Although SsangYong strived to expand European sales by opening more dealerships in countries like the UK, its effort fell short due to a lack of capital to do so.
Also, the impact of changing international relations between countries has influenced SsangYong’s export sales.
In 2016, buoyed by Tivoli’s popularity, around 8,700 vehicles were sold in Iran. But following the US’ economic sanction on the country, exports to Iran came to a halt.
With Saudi Arabia, SsangYong has clinched a product license deal for the local assembly of the Rexton Sports and Rexton Sports Kahn. Under the agreement, the company planned to produce up to 30,000 units annually of the two models from 2021.
But after Prince Alwaleed bin Talal, who led the deal, was removed by Crown Prince Mohammad Bin Salman, the plan went back to square one.
Others said that M&M’s step back from the bailout plan on SsangYong Motors is deja vu of 2010, when Shanghai Automotive Industry Corp. decided to abandon management rights.

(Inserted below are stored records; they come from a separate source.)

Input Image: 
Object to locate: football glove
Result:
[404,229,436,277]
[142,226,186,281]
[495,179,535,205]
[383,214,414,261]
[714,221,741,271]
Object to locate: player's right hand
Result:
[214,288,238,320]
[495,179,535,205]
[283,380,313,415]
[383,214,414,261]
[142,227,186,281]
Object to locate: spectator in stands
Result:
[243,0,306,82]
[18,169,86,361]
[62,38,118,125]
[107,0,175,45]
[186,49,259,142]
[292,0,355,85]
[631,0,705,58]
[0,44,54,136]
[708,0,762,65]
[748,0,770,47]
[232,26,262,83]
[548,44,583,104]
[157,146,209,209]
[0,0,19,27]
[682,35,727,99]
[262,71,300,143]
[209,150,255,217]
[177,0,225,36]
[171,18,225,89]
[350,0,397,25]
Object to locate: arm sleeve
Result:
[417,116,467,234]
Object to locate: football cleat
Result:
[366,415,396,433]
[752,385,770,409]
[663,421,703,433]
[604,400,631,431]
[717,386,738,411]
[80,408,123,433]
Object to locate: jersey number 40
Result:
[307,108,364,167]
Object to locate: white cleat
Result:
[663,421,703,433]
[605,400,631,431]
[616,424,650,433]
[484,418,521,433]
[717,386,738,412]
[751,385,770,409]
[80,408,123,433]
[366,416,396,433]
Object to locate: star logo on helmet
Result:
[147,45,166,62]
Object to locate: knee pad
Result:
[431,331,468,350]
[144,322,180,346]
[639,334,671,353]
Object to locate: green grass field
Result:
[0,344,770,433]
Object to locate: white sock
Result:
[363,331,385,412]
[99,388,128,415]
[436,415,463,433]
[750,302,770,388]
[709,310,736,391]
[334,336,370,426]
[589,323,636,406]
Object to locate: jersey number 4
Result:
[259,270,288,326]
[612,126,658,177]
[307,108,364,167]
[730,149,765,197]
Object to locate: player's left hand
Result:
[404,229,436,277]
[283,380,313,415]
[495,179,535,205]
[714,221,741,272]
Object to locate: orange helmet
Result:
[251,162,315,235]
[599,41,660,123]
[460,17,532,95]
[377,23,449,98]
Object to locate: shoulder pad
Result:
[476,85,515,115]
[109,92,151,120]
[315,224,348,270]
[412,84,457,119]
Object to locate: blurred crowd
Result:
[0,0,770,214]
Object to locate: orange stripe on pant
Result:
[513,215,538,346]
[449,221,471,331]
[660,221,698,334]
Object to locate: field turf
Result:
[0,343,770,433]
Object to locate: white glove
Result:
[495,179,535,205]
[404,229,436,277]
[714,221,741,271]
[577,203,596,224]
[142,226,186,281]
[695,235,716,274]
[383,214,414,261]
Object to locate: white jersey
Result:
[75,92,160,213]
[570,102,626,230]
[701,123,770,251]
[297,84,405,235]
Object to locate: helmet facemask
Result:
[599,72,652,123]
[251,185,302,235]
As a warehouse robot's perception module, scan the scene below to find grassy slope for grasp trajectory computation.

In 2004, SAIC bought a 51 percent stake for $500 million, the first direct investment by a Chinese company in a Korean company.
But six years later, the Chinese parent company gave up on SsangYong, citing the Korean unit suffering from a serious liquidity crisis due to plummeting vehicle sales amid a global credit crunch.
Like when M&M acquired SsangYong Motor in 2011, SAIC had promised to retain all of Ssangyong’s current workers, continuously invest to maintain or expand domestic sales and manufacturing facilities, guarantee independent management and maintain the SsangYong brand.